As noted above, while Christians suffer much religious persecution, other faiths suffer as well, mostly for the same reason. The USCIRF has reported that “although China recognizes Buddhism, Catholicism, Islam, Protestantism, and Taoism, adherents of groups with perceived foreign influence—such as underground Catholics, house church Protestants, Uyghurs and other Muslims, and Tibetan Buddhists—and those from other religious movements, such as Falun Gong and the Church of Almighty God, are especially vulnerable to persecution.” Moreover, despite the Vatican’s agreement with Beijing, seen as a surrender by many, the communist “authorities continued to harass and detain underground Catholic priests who refuse to join the state-controlled Catholic association.”
Yet even after enhancing surveillance, tightening censorship, and increasing punishments, Xi and the CCP have failed to prevent Chinese from answering God’s call. With between 93 million and 115 million Protestants in China by one estimate, along with 10 to 12 million Catholics and additional adherents to other faiths, CCP members are badly outnumbered by religious believers. No wonder communist apparatchiks are nervous. Hence their desperate campaign to suppress religious faith and coopt religious organizations.
Yet the CCP will fail. People of faith, especially leaders in underground churches, are paying a terrible price for living their beliefs. Yet the regime is stoking, not eradicating, opposition. Most Chinese Christians simply want to be left alone to worship God. By attacking their most important beliefs, the CCP has forced believers to resist ever more vigorously the regime’s dictates.

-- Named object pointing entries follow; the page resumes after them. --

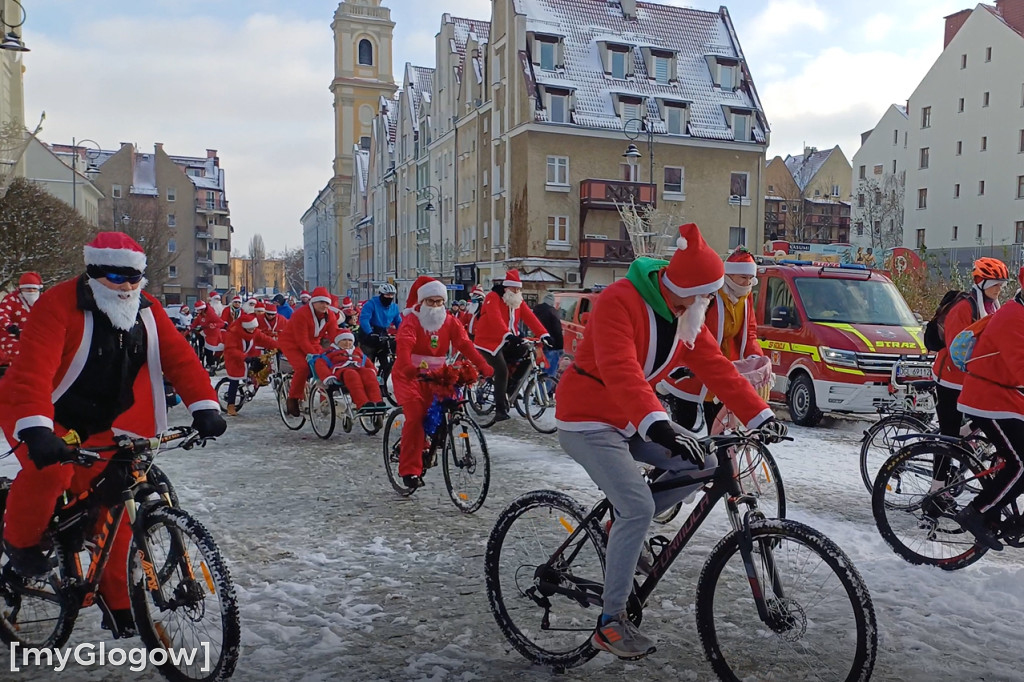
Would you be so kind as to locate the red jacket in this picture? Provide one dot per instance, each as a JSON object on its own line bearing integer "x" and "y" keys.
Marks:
{"x": 240, "y": 344}
{"x": 497, "y": 323}
{"x": 55, "y": 345}
{"x": 994, "y": 382}
{"x": 617, "y": 354}
{"x": 742, "y": 345}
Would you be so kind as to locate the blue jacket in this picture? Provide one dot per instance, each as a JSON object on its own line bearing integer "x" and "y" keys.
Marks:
{"x": 375, "y": 314}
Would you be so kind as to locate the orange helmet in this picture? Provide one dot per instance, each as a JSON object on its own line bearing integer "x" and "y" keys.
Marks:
{"x": 990, "y": 268}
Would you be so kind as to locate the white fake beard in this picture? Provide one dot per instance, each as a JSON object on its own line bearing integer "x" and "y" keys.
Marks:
{"x": 431, "y": 318}
{"x": 512, "y": 298}
{"x": 121, "y": 307}
{"x": 689, "y": 324}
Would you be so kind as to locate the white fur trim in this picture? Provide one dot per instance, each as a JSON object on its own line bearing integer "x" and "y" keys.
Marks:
{"x": 433, "y": 288}
{"x": 709, "y": 288}
{"x": 115, "y": 257}
{"x": 740, "y": 267}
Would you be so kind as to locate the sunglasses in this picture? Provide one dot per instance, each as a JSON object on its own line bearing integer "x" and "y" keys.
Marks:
{"x": 116, "y": 279}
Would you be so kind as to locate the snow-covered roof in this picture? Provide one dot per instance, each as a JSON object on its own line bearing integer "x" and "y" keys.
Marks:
{"x": 695, "y": 36}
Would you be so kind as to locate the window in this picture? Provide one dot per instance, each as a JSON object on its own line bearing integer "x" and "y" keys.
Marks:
{"x": 737, "y": 237}
{"x": 366, "y": 53}
{"x": 558, "y": 170}
{"x": 558, "y": 229}
{"x": 674, "y": 180}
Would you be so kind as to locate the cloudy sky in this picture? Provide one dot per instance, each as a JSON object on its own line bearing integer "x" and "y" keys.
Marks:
{"x": 250, "y": 78}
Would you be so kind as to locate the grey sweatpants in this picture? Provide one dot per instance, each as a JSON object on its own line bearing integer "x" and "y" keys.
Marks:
{"x": 610, "y": 460}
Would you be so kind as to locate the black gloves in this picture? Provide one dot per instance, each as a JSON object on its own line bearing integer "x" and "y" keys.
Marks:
{"x": 45, "y": 448}
{"x": 678, "y": 440}
{"x": 209, "y": 423}
{"x": 773, "y": 430}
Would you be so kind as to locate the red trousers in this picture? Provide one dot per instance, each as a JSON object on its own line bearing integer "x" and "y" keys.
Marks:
{"x": 359, "y": 381}
{"x": 33, "y": 497}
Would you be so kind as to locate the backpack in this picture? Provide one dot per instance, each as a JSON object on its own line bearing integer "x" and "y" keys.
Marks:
{"x": 935, "y": 336}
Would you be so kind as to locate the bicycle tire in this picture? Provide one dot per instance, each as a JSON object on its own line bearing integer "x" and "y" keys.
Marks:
{"x": 467, "y": 470}
{"x": 871, "y": 450}
{"x": 900, "y": 491}
{"x": 733, "y": 663}
{"x": 517, "y": 615}
{"x": 16, "y": 593}
{"x": 205, "y": 570}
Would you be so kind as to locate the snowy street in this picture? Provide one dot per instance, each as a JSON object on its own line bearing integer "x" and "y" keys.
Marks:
{"x": 339, "y": 579}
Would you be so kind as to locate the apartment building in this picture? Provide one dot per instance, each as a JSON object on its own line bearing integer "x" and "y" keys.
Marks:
{"x": 544, "y": 121}
{"x": 962, "y": 154}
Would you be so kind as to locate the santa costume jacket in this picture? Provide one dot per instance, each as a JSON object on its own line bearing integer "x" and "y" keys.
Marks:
{"x": 58, "y": 344}
{"x": 629, "y": 346}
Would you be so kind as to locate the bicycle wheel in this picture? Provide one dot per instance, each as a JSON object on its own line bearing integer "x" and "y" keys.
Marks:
{"x": 323, "y": 416}
{"x": 819, "y": 624}
{"x": 293, "y": 423}
{"x": 221, "y": 389}
{"x": 35, "y": 613}
{"x": 392, "y": 444}
{"x": 466, "y": 464}
{"x": 880, "y": 442}
{"x": 759, "y": 477}
{"x": 902, "y": 492}
{"x": 541, "y": 405}
{"x": 523, "y": 566}
{"x": 196, "y": 609}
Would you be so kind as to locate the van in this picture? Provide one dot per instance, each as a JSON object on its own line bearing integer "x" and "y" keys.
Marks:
{"x": 837, "y": 337}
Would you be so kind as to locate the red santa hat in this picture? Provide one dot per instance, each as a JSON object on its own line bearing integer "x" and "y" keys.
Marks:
{"x": 695, "y": 268}
{"x": 115, "y": 250}
{"x": 30, "y": 281}
{"x": 512, "y": 279}
{"x": 740, "y": 261}
{"x": 320, "y": 294}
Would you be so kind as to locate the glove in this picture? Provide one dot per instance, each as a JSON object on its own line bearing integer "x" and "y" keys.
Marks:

For example, Christians made up a disproportionate share of human rights lawyers, most of whom have since been disbarred or imprisoned by the Xi government. Many Chinese house churches further decentralized their activities to avoid detection, while some congregations turned out to defend their sanctuaries from government assault. These battles left them with little doubt that the CCP was not their friend but God’s enemy. As government repression continues to rise, so will resistance, even if largely driven underground. As Duke University’s Lian Xi observed, Christians “have come to see the political potential of Christianity as a force for change.”
This means that more Chinese are likely to turn to God. The PRC suffers from a spiritual vacuum, in which the Communist Party is unable to meet the Chinese people’s deepest needs. Indeed, the young have unsettled Xi and the regime by rebelling against their elders’ expectations, adopting the memes “lying flat” and “let it rot.” The Chinese people evidently yearn for more than party propaganda.
In fact, popular frustration dramatically burst forth last fall with protests against the regime’s draconian COVID regulations. The CCP has nothing to offer in the battle to win hearts and minds. In contrast, Christians and other believers offer community, meaning, and hope. As Lian explained: “What really makes the government nervous is Christianity’s claim to universal rights and values.”
Apparently Xi believes he can suppress one of mankind’s deepest impulses. Thousands of years of human experience demonstrate that he is wrong. Like King Herod Agrippa, Xi might rue demanding that people treat him and his party as demi-gods.